Mongo's aggregation pipelines allow you to send one network request to the database with a series of declarative data operations called stages. The database will process this pipeline query and return the 'aggregate' result all at once, eliminating the need to multiple requests made by imperatively interpreted application logic. In this way, Mongo's aggregation pipeline can be thought of as similar to a standard SQL query for a database like MySQL or Postgres.

In particular, we are interested in the $lookup stage. Similar to a join query in relational databases, $lookup performs an outer left join across two documents, based on a given join condition. In our case, we are looking to join the entries field of the GlobalSense record to a particular Entry, in order to give the possible translations of a word. To do this, we'll use the gs_id field of each sense of a word to join the relevant GlobalSense record. (We'll also use a secondary pipeline to filter out the languages that we aren't currently interested in.)
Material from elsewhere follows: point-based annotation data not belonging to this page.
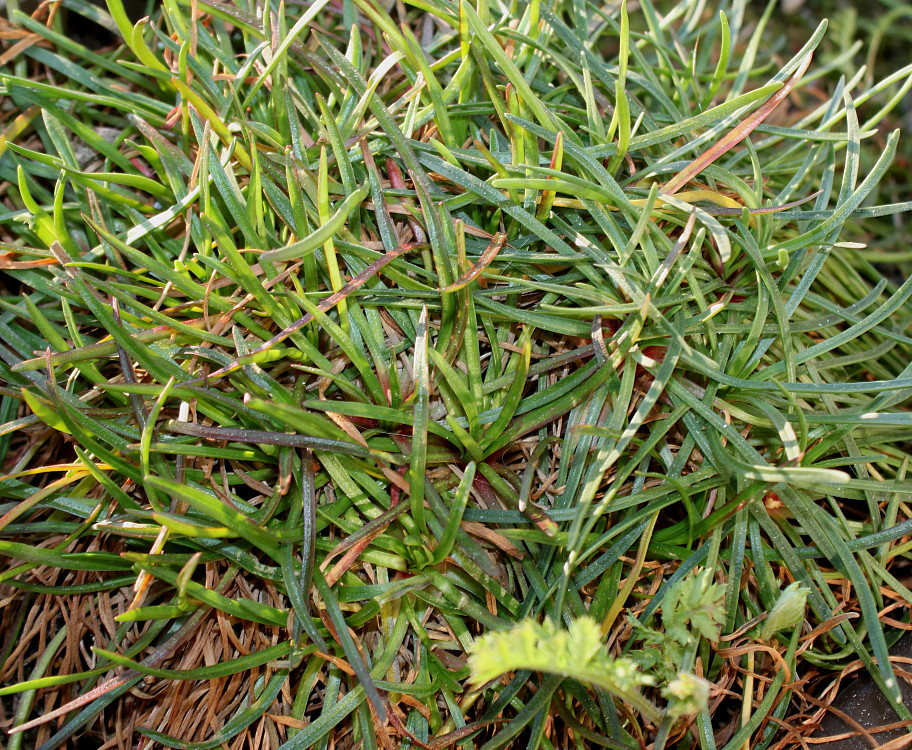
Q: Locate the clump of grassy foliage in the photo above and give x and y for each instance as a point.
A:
(338, 336)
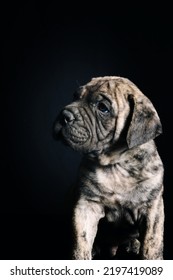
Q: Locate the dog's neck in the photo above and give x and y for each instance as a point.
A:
(110, 157)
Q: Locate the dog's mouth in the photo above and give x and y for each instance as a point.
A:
(75, 136)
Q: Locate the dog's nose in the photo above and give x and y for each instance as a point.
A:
(67, 116)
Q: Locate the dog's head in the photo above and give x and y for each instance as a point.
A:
(107, 112)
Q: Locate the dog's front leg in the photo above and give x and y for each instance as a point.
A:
(85, 221)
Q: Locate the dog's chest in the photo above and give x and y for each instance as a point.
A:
(115, 183)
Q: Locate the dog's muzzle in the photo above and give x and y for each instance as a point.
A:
(71, 127)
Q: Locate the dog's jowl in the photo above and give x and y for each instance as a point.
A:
(120, 183)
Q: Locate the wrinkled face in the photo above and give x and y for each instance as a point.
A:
(107, 113)
(88, 123)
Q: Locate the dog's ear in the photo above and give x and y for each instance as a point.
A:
(145, 123)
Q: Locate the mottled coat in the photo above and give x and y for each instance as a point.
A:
(113, 124)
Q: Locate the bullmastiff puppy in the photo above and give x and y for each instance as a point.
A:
(113, 124)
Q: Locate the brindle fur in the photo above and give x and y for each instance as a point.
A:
(113, 124)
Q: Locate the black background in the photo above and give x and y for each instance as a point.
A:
(47, 51)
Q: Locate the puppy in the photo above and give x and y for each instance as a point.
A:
(113, 124)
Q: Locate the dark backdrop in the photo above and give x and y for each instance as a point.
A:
(46, 54)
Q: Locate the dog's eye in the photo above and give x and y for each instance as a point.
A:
(103, 108)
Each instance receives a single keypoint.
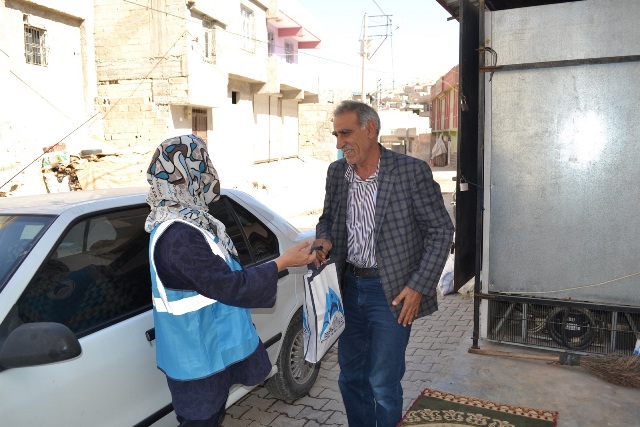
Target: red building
(444, 114)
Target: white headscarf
(183, 182)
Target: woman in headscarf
(205, 339)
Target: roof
(453, 6)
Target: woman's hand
(322, 254)
(296, 256)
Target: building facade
(48, 85)
(226, 70)
(444, 112)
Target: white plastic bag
(445, 285)
(323, 313)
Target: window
(253, 240)
(209, 48)
(248, 30)
(18, 234)
(271, 45)
(98, 275)
(35, 51)
(288, 51)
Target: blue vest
(197, 336)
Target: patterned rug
(441, 409)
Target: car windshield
(18, 234)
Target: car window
(97, 275)
(254, 241)
(18, 233)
The resulting operation looks as follows:

$lookup: {
  from: "globalsenses",
  localField: "senses.gs_id",
  foreignField: "_id",
  as: "translations",
  let: {
    langs: ["es", "it", "de"],
  },
  pipeline: [
    {
      $set: {
        translations: {
          $filter: {
            input: "$entries",
            as: "obj",
            cond: {
              $in: ["$$obj.lang", "$$langs"],
            },
          },
        },
      },
    },
  ],
},

Running this query on our database returns the following result:

{  "_id": "en-EN-00000661",  "headword": {    "text": "dog",    "pos": "noun"  },  "lang": "en",  "senses": [    {      "_id": "en-EN-00000532",      "gs_id": "GS-00000700",      "glosses": [        {          "lang": "en",          "text": "Common four-legged animal..."        },      ]    }  ],  "translations": [    {      "lang": "de",      "text": "Hund",      "e": "de-EN-00000690",      "s": "de-EN-00000759"    }  ]}

Which looks remarkably similar to what we set out to achieve! In the returned object we have all of the information we need to present an overview of the possible translations for a given query, as well as the ability to link to individual detail views for a given word-sense in any language. Success!

Conclusion

It's my hope that this lemma-based GlobalSense approach and the according database considerations will provide an efficient dictionary API for the multilingual translation dictionary that I want to build.
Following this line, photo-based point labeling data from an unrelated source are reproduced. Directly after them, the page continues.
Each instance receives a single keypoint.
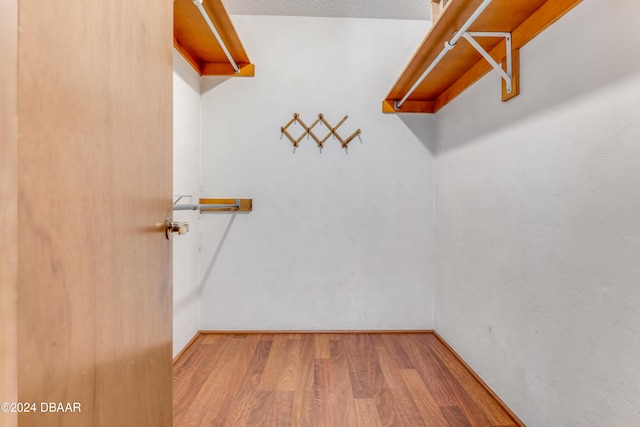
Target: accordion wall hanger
(308, 132)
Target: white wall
(538, 224)
(186, 172)
(335, 241)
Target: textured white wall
(538, 224)
(335, 241)
(186, 172)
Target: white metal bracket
(506, 75)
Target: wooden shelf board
(246, 205)
(463, 66)
(193, 38)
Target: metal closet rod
(195, 207)
(213, 29)
(447, 47)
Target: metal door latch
(172, 226)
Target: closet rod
(204, 14)
(194, 207)
(447, 47)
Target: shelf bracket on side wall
(510, 75)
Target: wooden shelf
(463, 65)
(193, 38)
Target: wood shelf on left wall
(197, 44)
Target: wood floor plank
(455, 417)
(288, 379)
(426, 404)
(275, 363)
(246, 401)
(474, 413)
(332, 380)
(430, 372)
(191, 376)
(491, 408)
(303, 401)
(367, 413)
(362, 363)
(282, 411)
(221, 385)
(321, 346)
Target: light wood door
(94, 186)
(8, 205)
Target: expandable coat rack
(308, 131)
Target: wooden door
(94, 186)
(8, 205)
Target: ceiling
(381, 9)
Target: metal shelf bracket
(507, 75)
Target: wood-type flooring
(328, 380)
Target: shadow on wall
(423, 127)
(209, 82)
(216, 254)
(183, 70)
(569, 60)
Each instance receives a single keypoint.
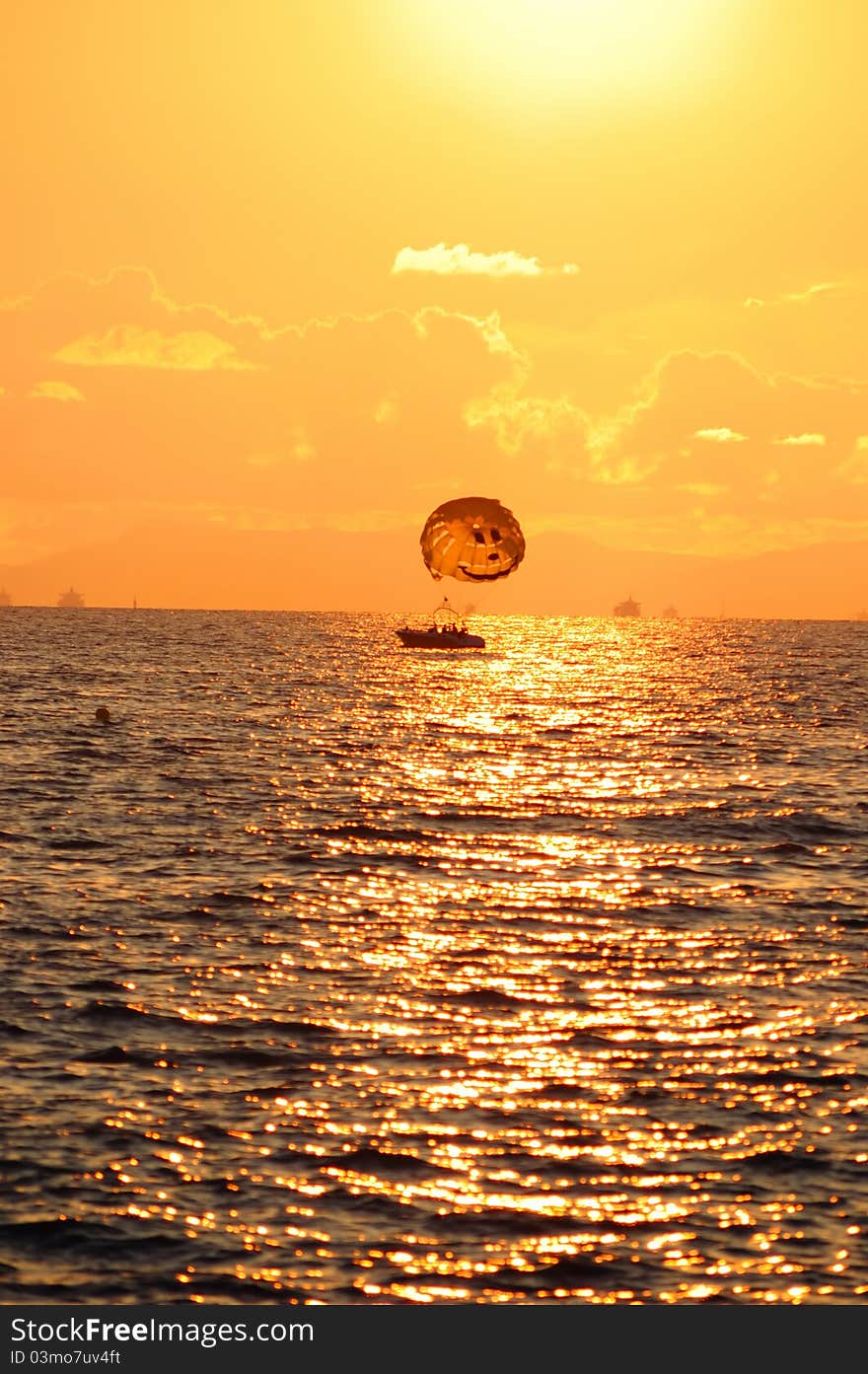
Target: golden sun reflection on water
(531, 976)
While the data model is certainly more complex than traditional bilingual translation dictionaries, I'm hoping that careful database optimization and storage will allow the feature of being able to query translations in multiple languages at once to outweigh the increased query complexity.

Of course, the data considerations are actually a mere drop in the bucket compared to the real facet that this application will live or die by: the data quality. I'm currently working on an ETL/scraping pipeline to gather data from Wikitionary and other sources, but that's another blog post.